Услышав, как я спускаюсь в его каземат, он живо вскочил на ноги, словно дитя, ожидающее угощения. Но потом, когда увидел, кто к нему пришел, снова сел, с равнодушным видом прислонившись к стене. Ногти у него отросли и почернели от грязи, одежда залоснилась, а волосы были всклокочены пуще прежнего.
— И ты позволишь Федерико выпустить меня на площадь вместе со львом? — спросил он, потирая гноящийся от сифилиса глаз.
— Я не могу ему помешать.
— Скажи ему, что я твой брат.
— Ты же сам не хотел, чтобы я говорил ему.
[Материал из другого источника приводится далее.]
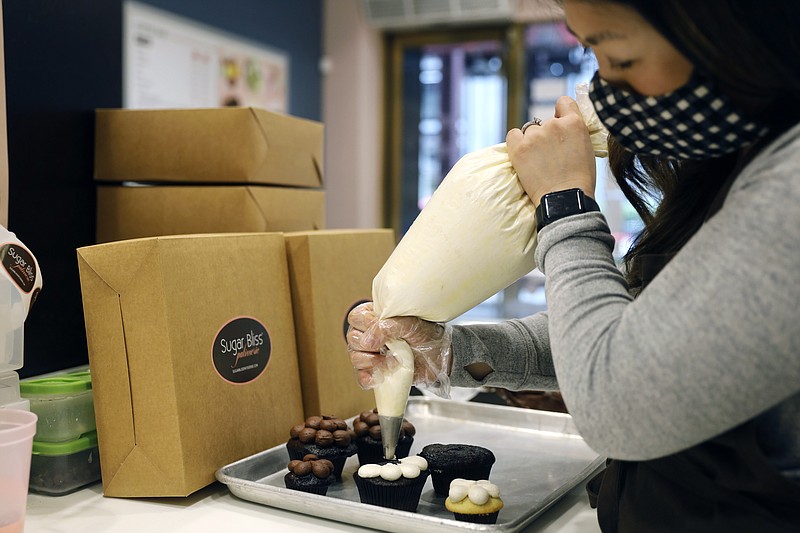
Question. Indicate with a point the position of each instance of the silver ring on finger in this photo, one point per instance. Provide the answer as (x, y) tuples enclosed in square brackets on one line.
[(533, 122)]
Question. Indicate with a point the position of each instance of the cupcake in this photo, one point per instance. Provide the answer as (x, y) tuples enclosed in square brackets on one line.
[(327, 437), (394, 484), (474, 501), (311, 474), (450, 461), (368, 438)]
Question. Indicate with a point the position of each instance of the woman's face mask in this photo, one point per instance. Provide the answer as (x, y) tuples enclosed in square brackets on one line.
[(696, 121)]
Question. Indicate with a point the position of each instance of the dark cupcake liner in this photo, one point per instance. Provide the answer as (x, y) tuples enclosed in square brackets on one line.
[(442, 478), (308, 484), (337, 456), (489, 518), (403, 495), (370, 451)]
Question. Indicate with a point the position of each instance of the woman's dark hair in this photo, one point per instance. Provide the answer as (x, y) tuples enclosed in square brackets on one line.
[(751, 49)]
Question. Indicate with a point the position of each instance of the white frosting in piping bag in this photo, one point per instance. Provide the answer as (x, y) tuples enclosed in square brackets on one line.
[(391, 396)]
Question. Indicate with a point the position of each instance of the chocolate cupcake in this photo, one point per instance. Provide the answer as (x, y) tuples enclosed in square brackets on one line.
[(327, 437), (474, 501), (311, 474), (393, 484), (450, 461), (368, 438)]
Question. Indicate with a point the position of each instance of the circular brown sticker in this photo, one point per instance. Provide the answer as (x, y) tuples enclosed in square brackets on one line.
[(19, 264), (346, 324), (241, 350)]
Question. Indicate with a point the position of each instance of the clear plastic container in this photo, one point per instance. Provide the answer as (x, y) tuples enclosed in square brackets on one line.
[(58, 468), (64, 405), (9, 389)]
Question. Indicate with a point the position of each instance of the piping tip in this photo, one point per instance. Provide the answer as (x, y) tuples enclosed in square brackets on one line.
[(390, 434)]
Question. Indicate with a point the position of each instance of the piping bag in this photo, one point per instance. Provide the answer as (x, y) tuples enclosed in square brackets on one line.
[(475, 237)]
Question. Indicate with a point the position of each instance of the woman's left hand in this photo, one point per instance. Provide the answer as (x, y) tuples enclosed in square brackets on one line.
[(555, 156)]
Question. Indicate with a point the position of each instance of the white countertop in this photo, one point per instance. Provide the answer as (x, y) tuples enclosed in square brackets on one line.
[(216, 509)]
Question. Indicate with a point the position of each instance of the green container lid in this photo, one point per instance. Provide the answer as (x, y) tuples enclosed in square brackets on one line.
[(84, 442), (85, 374), (55, 385)]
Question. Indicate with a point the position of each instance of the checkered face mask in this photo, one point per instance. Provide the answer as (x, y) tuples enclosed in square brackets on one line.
[(695, 121)]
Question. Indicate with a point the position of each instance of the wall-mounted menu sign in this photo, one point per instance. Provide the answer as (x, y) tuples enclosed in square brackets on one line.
[(173, 62)]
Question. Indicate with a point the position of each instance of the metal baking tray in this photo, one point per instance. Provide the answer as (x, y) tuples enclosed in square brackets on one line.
[(539, 458)]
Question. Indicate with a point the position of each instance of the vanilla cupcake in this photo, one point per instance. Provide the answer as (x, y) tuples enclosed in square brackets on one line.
[(394, 484), (474, 501)]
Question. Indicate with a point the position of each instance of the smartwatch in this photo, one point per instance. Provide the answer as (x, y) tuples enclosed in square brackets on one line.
[(560, 204)]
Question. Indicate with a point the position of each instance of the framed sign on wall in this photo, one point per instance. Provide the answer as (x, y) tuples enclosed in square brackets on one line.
[(174, 62)]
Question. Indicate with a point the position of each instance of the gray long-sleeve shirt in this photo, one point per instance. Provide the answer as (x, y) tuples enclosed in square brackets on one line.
[(714, 341)]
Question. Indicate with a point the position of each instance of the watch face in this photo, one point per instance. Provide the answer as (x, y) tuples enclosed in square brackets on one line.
[(561, 205)]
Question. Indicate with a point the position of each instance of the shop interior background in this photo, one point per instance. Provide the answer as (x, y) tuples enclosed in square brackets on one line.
[(465, 77)]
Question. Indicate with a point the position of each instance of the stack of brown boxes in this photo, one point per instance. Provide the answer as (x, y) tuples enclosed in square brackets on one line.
[(180, 171), (209, 347)]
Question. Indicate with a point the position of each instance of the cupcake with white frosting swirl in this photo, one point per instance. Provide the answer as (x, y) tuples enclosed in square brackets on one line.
[(474, 501), (394, 484)]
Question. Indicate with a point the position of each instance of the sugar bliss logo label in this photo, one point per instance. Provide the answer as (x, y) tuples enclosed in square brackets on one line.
[(19, 264), (346, 324), (241, 350)]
Помнишь?
Он вскочил и вцепился в решетку так, будто хотел выдрать ее прутья из земли.
— Ты не успокоишься, пока мы с отцом не сдохнем, да?
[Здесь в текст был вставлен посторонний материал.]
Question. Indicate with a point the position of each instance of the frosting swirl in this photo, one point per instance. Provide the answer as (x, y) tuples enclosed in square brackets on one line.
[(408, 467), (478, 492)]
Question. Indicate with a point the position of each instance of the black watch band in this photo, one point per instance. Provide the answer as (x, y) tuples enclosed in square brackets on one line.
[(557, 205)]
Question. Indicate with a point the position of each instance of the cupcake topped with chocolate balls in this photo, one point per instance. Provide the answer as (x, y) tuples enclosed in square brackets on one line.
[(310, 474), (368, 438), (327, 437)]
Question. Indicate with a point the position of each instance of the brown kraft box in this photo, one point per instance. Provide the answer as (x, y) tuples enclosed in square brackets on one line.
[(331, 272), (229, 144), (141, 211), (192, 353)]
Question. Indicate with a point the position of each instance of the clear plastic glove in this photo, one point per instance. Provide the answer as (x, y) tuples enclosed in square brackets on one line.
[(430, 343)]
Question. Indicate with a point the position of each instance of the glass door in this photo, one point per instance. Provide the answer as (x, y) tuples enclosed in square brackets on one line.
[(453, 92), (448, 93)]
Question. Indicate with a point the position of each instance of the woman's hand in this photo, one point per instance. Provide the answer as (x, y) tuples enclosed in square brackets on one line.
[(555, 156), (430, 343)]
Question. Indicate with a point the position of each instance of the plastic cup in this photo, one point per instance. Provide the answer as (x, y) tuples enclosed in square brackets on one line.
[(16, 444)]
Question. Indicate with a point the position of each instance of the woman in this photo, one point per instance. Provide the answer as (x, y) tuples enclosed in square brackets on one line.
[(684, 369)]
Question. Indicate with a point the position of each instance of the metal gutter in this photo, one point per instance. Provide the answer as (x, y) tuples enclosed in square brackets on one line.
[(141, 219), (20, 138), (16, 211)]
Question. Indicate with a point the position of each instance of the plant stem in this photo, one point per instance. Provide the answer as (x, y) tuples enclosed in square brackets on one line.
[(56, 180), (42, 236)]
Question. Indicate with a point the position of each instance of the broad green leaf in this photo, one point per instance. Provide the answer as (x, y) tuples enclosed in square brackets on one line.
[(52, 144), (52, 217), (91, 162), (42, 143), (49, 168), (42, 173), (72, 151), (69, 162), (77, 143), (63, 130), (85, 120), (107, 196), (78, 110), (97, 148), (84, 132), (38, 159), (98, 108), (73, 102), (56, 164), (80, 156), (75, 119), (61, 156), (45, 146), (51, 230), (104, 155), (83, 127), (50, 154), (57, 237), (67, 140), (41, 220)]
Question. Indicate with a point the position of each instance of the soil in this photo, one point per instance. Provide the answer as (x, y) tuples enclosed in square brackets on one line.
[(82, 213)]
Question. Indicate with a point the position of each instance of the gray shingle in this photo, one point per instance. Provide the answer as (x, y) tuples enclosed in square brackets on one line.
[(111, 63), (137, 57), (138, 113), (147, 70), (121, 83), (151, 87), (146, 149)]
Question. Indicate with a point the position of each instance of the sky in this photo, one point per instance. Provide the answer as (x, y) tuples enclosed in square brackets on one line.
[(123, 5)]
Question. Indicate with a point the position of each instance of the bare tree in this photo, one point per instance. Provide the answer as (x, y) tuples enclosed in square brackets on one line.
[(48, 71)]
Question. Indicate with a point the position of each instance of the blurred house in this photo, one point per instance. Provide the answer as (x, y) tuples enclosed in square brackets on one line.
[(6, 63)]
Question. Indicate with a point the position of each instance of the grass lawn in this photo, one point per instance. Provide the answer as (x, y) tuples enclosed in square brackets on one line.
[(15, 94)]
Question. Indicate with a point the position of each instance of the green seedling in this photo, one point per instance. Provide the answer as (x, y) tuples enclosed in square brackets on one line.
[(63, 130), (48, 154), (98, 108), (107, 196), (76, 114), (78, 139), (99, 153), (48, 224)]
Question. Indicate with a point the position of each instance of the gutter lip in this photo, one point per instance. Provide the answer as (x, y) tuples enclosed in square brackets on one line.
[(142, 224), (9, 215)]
— Папа уже умер, — сказал я.
Он уставился на меня.
— Врешь!
— Неделю назад. Я узнал, что он болен, и поехал к нему. Он умер у меня на глазах.
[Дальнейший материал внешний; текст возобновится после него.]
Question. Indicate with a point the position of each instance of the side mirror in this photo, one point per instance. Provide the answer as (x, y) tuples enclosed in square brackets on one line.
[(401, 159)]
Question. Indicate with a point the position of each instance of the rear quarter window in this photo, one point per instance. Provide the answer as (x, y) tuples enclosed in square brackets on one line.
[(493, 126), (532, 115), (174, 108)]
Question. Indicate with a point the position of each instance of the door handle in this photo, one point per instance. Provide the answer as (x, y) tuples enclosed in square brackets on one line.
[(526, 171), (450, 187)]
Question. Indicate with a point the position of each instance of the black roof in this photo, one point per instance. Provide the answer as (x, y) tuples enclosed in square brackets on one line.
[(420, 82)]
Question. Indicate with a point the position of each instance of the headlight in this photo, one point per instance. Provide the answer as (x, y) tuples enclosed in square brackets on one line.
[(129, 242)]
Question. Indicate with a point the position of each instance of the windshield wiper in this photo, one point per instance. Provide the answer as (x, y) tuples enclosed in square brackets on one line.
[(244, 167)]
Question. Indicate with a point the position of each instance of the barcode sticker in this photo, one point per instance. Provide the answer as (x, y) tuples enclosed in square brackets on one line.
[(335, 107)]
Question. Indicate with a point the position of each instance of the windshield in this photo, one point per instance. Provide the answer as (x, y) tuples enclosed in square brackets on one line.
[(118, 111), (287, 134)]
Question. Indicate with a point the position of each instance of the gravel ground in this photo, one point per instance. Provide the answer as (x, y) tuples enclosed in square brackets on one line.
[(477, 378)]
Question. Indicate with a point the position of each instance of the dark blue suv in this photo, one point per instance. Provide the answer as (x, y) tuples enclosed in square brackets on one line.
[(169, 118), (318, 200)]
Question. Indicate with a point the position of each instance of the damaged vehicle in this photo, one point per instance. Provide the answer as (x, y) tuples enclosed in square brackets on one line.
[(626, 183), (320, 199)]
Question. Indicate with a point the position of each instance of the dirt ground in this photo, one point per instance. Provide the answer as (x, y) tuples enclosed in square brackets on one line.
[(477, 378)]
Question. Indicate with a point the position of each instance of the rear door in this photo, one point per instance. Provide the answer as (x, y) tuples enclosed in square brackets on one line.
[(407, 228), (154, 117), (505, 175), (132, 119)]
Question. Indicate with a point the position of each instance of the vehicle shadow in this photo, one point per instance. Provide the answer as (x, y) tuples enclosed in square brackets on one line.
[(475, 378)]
— Почему ты не сказал мне?
Действительно, почему?
— Извини, я забыл. Я…
— Ты не забыл! — заверещал он. — Ты просто ревнуешь! Ты всегда завидовал и ревновал!
Он выплюнул последнее слово, как будто хотел ударить меня.
— Если ты и правда любил его, что ж ты сам к нему не съездил? Ты мог привезти его во дворец, — ответил я.
— Ты… Сволочь поганая! — Он меня больше не слушал. — Сволочь!
Он начал биться лбом о прутья решетки.
— Отец спрашивал о тебе, — сказал я. Витторе замер. — Я сказал ему, что ты процветаешь.
— Я что, должен поблагодарить тебя?
— Нет.
Казалось, из него выпустили весь воздух. Брат всегда был выше меня, но сейчас, когда он стоял посреди клетки, вцепившись в волосы и что-то бормоча себе под нос, он неожиданно напомнил мне того щуплого крестьянина, который вскочил на подножку кареты Федерико по дороге в Милан. Витторе снова прислонился лбом к решетке.
— Grazie, — прошептал он. — Grazie.
Между нами загорелся маленький шарик света, исполненный воспоминаний о том, что могло бы быть — два мальчугана, играющие вместе, двое молодых людей, по-дружески взявшихся за руки, двое братьев и закадычных друзей… Но шарик тут же погас, и я почувствовал внутри пустоту.
— Мне пора. Из Рима приезжает кардинал Севинелли.
Поднявшись наверх, я услышал душераздирающий вопль.
Я нагнулся и посмотрел в клетку. Витторе лежал на полу, уткнувшись лицом в навозную жижу, и, судорожно сжимая в руках прелую солому, рыдал, выкрикивая одно лишь слово:
— Папа! Папа! Папа!
Я занял свое место на балконе позади Федерико с Мирандой, рядом с гостями из Перуджи и Сполсто. Толпа внизу пела и плясала вокруг арки. Где-то вдали заиграли трубы, пробежал шепоток: «Едут! Едут!» — и на плошади показалось двенадцать всадников в блестящих доспехах с зелеными и белыми лентами. В правой руке они держали оливковые ветви и так прямо сидели в седле, словно их головы прикрепили к небу. За ними гарцевали двадцать великолепных скакунов без наездников, украшенные золотыми седлами и уздечками. Затем появились трое вельмож с флагами. На одном был изображен крест, на другом — ключи от церкви, на третьем, имперском флаге Святой Римской церкви — пять полумесяцев. И наконец в окружении рыцарей появился ослепительный золоченый паланкин, который несли слуги.